= Vance Muse =

Vance Muse (born January 6, 1890, Moran, Texas; died October 15, 1950, Houston, Texas) was an American businessman and conservative lobbyist who was involved with the Right-to-work movement against the unionization of American workers, and helped pass the first such laws in Texas. Muse was editor of The Christian American and worked for the Southern Committee to Uphold the Constitution (SCUC), which used both antisemitic and anti-Black rhetoric in their lobby work against the reelection of Franklin D. Roosevelt. The Christian American Association worked on the far right-wing in Texas labor politics. He also used segregationist views as an argument against unions, stating that "From now on, white women and white men will be forced into organizations with black African apes whom they will have to call 'brother' or lose their jobs."

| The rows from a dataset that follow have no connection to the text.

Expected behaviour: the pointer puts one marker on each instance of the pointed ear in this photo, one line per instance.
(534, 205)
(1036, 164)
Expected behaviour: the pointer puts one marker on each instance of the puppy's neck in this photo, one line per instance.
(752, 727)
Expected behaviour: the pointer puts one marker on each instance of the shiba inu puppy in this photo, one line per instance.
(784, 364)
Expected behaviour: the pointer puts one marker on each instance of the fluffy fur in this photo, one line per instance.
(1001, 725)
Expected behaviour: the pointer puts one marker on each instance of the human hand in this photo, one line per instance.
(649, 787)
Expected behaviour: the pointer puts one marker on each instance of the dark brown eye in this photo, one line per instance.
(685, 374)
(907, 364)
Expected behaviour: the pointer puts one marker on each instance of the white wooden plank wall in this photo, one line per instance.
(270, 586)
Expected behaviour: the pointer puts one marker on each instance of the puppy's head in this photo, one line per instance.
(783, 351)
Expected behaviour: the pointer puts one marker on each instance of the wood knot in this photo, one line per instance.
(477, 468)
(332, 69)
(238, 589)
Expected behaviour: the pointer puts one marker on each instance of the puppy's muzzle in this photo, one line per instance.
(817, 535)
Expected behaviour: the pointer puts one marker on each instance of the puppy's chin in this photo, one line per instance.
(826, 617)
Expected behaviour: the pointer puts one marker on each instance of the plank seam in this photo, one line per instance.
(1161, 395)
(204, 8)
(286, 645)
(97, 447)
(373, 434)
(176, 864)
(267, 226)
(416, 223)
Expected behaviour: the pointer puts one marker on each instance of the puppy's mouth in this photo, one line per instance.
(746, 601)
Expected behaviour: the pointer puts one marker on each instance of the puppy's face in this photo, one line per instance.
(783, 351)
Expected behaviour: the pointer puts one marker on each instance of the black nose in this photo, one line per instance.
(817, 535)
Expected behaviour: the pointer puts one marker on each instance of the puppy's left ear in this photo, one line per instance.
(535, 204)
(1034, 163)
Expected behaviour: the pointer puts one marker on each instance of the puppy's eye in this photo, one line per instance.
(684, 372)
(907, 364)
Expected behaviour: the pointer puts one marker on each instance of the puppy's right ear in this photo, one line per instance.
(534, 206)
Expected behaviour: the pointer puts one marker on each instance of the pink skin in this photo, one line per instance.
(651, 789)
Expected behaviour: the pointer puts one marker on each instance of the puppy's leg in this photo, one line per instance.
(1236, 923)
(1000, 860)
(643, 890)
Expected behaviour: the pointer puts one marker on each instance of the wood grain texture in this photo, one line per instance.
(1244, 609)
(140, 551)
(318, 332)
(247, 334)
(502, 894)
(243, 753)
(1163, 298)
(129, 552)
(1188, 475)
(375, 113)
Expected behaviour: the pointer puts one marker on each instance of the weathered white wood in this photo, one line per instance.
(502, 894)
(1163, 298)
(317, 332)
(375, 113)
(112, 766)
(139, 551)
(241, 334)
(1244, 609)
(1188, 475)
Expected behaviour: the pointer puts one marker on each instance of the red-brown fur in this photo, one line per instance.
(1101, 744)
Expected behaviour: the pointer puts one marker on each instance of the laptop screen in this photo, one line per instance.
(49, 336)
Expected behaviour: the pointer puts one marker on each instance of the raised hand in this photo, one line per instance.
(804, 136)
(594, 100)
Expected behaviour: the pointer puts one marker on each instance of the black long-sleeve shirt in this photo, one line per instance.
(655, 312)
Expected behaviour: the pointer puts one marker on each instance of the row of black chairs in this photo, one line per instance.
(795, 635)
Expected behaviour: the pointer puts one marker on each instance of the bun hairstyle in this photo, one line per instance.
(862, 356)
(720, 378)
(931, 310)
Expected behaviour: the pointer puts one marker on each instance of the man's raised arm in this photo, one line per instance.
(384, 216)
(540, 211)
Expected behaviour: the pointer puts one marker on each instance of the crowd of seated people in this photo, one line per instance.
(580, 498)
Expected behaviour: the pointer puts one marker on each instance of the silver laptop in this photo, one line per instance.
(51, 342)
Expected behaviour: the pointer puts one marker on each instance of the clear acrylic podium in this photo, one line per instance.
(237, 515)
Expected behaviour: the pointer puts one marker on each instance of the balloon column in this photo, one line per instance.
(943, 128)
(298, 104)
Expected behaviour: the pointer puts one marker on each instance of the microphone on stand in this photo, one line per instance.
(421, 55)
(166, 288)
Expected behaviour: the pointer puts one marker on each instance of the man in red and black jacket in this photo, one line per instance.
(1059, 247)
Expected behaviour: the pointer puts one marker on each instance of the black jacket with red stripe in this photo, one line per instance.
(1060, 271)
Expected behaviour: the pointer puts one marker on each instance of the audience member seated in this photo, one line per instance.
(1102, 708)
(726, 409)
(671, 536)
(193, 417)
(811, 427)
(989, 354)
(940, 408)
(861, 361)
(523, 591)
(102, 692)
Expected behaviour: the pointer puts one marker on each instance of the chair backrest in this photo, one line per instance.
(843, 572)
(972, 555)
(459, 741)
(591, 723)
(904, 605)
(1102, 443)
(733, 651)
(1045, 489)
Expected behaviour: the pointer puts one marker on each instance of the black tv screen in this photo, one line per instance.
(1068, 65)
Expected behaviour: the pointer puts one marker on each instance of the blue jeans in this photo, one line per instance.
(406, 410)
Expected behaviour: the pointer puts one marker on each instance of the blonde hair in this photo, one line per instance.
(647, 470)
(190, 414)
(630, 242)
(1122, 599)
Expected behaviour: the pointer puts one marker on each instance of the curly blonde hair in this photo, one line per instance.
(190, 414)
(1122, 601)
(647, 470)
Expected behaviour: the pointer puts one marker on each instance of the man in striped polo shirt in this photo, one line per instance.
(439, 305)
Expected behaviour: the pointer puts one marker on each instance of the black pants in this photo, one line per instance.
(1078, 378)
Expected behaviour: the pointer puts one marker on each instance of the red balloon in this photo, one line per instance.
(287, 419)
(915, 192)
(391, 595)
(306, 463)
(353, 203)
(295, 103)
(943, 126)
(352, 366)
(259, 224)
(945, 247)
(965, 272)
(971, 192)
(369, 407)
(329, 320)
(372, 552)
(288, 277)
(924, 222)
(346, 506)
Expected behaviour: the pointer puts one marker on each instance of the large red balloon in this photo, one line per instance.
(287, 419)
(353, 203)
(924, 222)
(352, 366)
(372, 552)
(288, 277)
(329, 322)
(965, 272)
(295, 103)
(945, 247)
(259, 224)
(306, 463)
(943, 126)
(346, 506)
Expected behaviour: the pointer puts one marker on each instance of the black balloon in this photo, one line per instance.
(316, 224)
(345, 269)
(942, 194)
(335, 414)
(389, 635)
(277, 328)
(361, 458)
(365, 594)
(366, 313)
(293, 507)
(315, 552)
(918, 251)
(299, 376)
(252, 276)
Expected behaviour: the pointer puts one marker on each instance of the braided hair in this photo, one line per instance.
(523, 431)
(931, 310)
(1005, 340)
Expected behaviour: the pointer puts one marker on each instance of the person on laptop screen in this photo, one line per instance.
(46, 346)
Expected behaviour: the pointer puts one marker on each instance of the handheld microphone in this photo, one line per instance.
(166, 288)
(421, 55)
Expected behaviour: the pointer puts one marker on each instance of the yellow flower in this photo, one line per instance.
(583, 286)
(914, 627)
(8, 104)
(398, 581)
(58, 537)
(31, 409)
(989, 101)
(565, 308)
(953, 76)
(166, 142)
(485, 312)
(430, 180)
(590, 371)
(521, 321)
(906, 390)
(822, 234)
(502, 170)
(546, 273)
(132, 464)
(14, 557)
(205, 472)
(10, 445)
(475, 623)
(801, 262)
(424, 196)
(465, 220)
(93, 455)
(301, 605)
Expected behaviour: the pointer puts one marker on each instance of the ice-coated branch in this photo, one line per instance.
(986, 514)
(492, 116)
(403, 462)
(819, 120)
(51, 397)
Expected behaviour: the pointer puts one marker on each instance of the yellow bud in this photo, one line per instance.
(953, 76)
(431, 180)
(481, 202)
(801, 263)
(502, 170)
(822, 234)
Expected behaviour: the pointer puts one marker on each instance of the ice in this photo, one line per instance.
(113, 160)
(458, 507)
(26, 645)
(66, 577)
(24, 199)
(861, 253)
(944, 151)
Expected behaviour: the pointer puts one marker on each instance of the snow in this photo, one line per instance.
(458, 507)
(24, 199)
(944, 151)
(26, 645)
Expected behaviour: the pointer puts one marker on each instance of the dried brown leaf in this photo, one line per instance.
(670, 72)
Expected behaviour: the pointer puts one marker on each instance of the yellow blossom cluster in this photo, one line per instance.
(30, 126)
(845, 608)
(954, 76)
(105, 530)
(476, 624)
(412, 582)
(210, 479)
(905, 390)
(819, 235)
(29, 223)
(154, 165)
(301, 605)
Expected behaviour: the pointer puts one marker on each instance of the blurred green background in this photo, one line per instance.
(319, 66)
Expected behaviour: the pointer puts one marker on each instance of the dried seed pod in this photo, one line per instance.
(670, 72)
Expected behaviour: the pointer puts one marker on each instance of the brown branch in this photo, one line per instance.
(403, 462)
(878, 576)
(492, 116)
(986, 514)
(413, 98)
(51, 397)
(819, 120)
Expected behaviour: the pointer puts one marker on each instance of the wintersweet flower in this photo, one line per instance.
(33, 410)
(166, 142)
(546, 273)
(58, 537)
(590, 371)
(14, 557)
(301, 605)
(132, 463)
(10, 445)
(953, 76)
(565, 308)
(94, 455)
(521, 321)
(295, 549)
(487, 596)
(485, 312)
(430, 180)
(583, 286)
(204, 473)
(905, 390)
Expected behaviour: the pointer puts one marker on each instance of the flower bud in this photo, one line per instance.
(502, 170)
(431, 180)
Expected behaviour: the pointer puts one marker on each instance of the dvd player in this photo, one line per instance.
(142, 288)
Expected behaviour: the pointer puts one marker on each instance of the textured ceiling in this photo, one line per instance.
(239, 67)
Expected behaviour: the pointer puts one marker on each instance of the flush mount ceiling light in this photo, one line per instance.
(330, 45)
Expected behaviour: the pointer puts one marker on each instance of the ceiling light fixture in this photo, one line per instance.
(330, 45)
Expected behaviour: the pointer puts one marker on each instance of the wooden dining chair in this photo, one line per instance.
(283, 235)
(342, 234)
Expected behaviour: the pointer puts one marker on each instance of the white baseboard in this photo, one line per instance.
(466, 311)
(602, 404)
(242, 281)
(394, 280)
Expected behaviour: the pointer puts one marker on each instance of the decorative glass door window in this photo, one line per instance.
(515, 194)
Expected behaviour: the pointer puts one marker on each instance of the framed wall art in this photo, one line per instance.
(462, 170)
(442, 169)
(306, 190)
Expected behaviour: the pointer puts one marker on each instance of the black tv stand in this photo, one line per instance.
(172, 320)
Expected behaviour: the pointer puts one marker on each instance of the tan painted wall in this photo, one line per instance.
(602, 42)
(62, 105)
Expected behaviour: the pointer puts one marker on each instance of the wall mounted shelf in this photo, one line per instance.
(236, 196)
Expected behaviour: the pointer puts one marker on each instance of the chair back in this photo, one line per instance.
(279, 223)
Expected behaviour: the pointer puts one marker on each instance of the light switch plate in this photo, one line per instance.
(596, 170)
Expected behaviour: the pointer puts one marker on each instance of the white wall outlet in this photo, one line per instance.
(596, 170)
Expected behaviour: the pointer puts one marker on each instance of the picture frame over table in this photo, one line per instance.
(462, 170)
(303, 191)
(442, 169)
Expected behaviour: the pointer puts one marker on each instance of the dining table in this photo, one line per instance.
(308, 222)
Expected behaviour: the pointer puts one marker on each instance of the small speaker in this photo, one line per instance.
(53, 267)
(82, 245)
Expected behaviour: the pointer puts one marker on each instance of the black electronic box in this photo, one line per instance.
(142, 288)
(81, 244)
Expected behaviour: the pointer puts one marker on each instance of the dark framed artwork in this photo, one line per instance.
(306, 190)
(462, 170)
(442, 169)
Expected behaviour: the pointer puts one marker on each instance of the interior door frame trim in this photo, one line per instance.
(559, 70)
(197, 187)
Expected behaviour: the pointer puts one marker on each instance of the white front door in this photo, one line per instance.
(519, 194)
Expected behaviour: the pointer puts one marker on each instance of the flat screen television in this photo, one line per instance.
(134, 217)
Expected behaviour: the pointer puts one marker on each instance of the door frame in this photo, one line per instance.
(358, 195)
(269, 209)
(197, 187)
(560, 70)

He was born at Moran, Texas. Beginning in 1917, he worked at the Fort Worth Chamber of Commerce and participated in a wide range of conservative political organizations. He became an associate of business magnate John Henry Kirby, and supported his fight against the Adamson Act which gave an eight-hour workday to railroad workers. He was strongly opposed to the New Freedom business reform legislation of Woodrow Wilson, as well as the New Deal policies of Franklin D. Roosevelt. During and after World War II, Muse was instrumental in passing a number of anti-union laws in the American South, and wished to propose a Right-to-work amendment to the United States Constitution.